Research + design proposal · cortextOS / SiteSmith · 2026-06-11 · research only — nothing implemented; every change below awaits your decision · built from 11 research agents + 2 Codex cross-checks + live-code verification
The "three sales decks, got the month-old one" problem is not a storage or "too much old data" problem — it's a retrieval bug: the system ranks by topic-similarity only, has no idea which version is current, and a hidden de-duplicator can silently drop the newest copy. I verified all of this in the live code. The "trash can for dead data" you described is a real and worthwhile second layer — fully designed below — but it should come after the ranking fix, because on an 8-agent system an auto-delete engine creates more review work than it saves.

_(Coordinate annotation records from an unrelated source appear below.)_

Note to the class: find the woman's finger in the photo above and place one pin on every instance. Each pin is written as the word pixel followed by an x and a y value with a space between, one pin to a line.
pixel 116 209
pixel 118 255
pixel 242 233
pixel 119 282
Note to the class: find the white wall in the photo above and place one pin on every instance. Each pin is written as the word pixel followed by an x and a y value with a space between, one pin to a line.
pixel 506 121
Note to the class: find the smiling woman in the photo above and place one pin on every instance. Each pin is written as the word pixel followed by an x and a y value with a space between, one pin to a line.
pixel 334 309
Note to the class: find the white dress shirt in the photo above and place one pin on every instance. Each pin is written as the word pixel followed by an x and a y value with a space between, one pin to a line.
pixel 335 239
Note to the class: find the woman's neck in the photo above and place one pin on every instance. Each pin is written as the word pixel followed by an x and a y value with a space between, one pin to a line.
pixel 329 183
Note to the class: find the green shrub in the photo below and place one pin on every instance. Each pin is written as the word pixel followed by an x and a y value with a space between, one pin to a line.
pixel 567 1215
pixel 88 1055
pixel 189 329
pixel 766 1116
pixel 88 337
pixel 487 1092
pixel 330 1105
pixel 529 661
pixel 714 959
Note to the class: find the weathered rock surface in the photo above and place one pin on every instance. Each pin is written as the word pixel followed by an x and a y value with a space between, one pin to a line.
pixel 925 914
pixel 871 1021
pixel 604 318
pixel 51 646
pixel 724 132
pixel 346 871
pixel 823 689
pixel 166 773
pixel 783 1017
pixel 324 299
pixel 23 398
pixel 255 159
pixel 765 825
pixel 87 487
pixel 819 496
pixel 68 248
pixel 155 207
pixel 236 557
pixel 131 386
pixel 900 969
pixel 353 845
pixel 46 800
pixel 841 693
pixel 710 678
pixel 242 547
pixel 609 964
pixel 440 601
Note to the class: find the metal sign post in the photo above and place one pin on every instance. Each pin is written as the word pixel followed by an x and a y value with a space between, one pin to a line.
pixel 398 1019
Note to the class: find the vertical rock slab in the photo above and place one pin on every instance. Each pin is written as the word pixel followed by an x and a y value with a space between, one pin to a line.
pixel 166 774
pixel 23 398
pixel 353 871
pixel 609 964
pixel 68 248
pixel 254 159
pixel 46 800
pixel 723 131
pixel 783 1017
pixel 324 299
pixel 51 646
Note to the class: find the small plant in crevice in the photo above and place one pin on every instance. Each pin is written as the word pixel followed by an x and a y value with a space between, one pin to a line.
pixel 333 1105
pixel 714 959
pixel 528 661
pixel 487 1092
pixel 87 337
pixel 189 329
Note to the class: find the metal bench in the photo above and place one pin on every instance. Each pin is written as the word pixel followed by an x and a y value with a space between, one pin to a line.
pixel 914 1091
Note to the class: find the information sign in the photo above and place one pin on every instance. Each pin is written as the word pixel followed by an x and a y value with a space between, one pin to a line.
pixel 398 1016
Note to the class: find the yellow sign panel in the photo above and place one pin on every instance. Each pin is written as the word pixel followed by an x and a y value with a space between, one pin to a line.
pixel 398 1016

You framed this as a data-hoarding / lifecycle problem: too much stale stuff, need a relevance-decay upgrade and a review-to-delete "trash can." We researched exactly that (how data centers, RAG systems, and records-management products do it — section 7). But when the research agents went into the actual cortextOS retrieval code to ground the design, they found the headline symptom (the deck miss) is caused upstream of any lifecycle system:
So the work splits cleanly into two layers: (A) fix retrieval so "latest/current X" is correct and the newest version isn't silently dropped — small, high-leverage, fixes your actual complaint; and (B) the broader stale-content lifecycle + reviewable trash can — valuable, fully designed, but phased after (A).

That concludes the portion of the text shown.